The greatest”challenge” I guess was curating the track list, but over time it just became increasingly apparent until the last track list just felt so obvious that I couldn’t have it any other way. I guess it wasn’t really a”challenge” as much as a gradual process that unfolded over roughly two years. After I knew the songs and the order they should play in, the alterations felt as they sort of wrote themselves like for instance, the sound in the conclusion of”Time” Examining into”That Look in Your Eye” or even the river sound at the conclusion of”Iridescent Leaves Floating Downstream” flowing into”Forgotten Dreams.” They just felt intrinsically right playing after one another, and so all I felt just like I had been doing was listening to these songs and attempting to listen to how much distance needs to exist between them, if the transition must have some strain, etc..

You understand your record even captured the attention of RL Grime with”Forgotten Dreams” being featured in his traditional Halloween blend this year. How does this feel to find support from DJs, and who is somebody you’d like to use on a collaboration?

It feels amazing! Learn to RL and everybody else supporting the record. I’m frankly not super concentrated on working right now because I’m pretty deep into creating the live show and composing solo music. That said, working with Eprom is a dream come true and we have more new music at the functions. I guess in some alternative world I’d like to use Aphex Twin or observe his process, but I will not hold my breath.
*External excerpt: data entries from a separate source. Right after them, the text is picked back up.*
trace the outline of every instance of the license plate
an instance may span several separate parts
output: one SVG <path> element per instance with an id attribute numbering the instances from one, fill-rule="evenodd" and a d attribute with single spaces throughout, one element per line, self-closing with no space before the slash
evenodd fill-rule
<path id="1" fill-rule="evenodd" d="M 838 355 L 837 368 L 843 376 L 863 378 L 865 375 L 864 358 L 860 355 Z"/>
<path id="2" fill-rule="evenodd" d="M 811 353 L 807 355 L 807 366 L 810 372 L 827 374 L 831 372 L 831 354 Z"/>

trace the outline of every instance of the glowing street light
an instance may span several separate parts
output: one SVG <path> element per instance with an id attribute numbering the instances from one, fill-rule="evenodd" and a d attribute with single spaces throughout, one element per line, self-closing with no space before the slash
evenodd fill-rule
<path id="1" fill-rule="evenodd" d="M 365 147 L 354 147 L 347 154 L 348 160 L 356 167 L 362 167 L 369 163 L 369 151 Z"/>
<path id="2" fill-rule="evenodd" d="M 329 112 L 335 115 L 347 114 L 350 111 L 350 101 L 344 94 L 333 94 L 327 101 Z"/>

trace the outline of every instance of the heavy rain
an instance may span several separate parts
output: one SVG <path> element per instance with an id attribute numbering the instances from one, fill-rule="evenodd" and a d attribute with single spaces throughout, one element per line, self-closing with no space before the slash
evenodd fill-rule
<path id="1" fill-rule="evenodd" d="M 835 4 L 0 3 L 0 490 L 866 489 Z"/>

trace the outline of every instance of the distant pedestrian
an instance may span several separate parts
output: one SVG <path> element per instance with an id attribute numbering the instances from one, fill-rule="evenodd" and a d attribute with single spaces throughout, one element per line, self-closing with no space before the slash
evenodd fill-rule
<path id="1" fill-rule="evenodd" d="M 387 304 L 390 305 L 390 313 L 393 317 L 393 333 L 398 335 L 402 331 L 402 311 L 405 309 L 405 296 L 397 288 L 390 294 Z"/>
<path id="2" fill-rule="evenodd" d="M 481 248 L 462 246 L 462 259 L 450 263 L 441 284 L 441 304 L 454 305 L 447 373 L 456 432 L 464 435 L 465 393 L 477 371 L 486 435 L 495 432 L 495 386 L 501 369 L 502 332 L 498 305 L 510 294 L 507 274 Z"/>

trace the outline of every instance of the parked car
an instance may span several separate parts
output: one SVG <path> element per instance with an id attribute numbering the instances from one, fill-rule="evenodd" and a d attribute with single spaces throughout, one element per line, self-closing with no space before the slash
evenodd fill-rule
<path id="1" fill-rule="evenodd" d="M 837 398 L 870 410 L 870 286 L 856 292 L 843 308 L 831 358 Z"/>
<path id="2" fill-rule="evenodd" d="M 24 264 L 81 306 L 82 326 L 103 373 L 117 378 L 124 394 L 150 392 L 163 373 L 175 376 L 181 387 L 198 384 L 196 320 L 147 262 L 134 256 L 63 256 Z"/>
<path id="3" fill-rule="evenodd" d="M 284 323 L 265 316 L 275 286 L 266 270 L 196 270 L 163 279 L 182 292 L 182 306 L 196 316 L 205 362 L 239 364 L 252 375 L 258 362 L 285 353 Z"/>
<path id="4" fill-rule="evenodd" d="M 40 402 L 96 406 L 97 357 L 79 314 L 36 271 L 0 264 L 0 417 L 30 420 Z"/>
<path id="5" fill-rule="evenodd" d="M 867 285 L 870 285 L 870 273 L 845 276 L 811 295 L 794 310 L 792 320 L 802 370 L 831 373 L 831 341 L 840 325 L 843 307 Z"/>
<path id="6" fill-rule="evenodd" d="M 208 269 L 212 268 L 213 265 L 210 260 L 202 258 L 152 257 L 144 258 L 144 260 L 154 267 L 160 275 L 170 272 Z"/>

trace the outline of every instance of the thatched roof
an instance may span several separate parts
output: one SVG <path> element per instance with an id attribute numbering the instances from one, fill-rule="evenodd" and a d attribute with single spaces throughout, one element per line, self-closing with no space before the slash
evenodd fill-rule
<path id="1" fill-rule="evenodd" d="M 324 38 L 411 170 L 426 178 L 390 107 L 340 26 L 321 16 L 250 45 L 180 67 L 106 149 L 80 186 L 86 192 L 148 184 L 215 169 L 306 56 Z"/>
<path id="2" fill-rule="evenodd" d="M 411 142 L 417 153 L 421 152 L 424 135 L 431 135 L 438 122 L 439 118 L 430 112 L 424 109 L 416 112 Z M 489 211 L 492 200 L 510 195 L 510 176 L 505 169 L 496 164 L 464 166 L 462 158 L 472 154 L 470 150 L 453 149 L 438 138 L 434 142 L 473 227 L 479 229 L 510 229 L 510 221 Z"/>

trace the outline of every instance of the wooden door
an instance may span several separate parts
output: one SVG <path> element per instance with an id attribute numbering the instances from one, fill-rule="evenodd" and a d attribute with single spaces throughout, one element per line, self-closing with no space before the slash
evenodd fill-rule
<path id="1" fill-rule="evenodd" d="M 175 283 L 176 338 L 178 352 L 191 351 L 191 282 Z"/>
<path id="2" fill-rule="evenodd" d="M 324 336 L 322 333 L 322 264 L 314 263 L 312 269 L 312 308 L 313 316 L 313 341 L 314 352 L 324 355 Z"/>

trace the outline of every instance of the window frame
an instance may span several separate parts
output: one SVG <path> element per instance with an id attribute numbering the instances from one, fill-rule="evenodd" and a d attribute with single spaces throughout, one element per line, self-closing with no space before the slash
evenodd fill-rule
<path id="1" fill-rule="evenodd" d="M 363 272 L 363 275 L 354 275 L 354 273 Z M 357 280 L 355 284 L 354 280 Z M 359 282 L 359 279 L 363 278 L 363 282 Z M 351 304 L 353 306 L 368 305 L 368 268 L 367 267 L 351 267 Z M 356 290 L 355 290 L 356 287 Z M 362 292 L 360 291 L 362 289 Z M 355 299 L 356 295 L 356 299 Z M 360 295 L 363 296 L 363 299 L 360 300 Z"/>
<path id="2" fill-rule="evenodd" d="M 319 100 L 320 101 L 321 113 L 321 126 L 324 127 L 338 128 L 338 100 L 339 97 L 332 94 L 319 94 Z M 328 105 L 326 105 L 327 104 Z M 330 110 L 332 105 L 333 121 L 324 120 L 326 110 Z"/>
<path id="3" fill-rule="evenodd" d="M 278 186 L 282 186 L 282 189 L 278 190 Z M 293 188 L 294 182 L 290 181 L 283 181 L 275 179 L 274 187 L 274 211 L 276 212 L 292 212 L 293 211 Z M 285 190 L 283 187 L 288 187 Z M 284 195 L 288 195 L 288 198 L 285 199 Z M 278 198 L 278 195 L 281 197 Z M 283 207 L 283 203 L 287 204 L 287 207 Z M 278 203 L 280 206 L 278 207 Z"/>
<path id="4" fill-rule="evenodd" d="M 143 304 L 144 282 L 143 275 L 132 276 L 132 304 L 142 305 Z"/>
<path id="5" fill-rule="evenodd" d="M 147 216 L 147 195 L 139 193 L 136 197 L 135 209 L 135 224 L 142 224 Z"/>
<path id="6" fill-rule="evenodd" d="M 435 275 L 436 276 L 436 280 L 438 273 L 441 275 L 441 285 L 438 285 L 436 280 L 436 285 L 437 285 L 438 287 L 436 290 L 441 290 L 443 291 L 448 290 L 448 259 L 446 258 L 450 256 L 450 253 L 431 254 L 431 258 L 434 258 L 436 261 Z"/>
So what is next for G Jones? Are you working on some new music? Could you provide some details that are juicy to us?

It is quite tough to say what is going on following the tour at this stage because this tour and the music, video and light layout for it’s been pretty much my singular focus (besides the album) for over a year. I’m constantly writing new songs and the live series will comprise some thing like 10 unreleased fresh tunes, so there is a ton of new songs I’ve written that will not be outside for a while. At this point I’m really just focused on bringing my vision into the whole world to get this show!

The Ineffable Truth Tour just kicked off today, but you are still able to buy tickets here.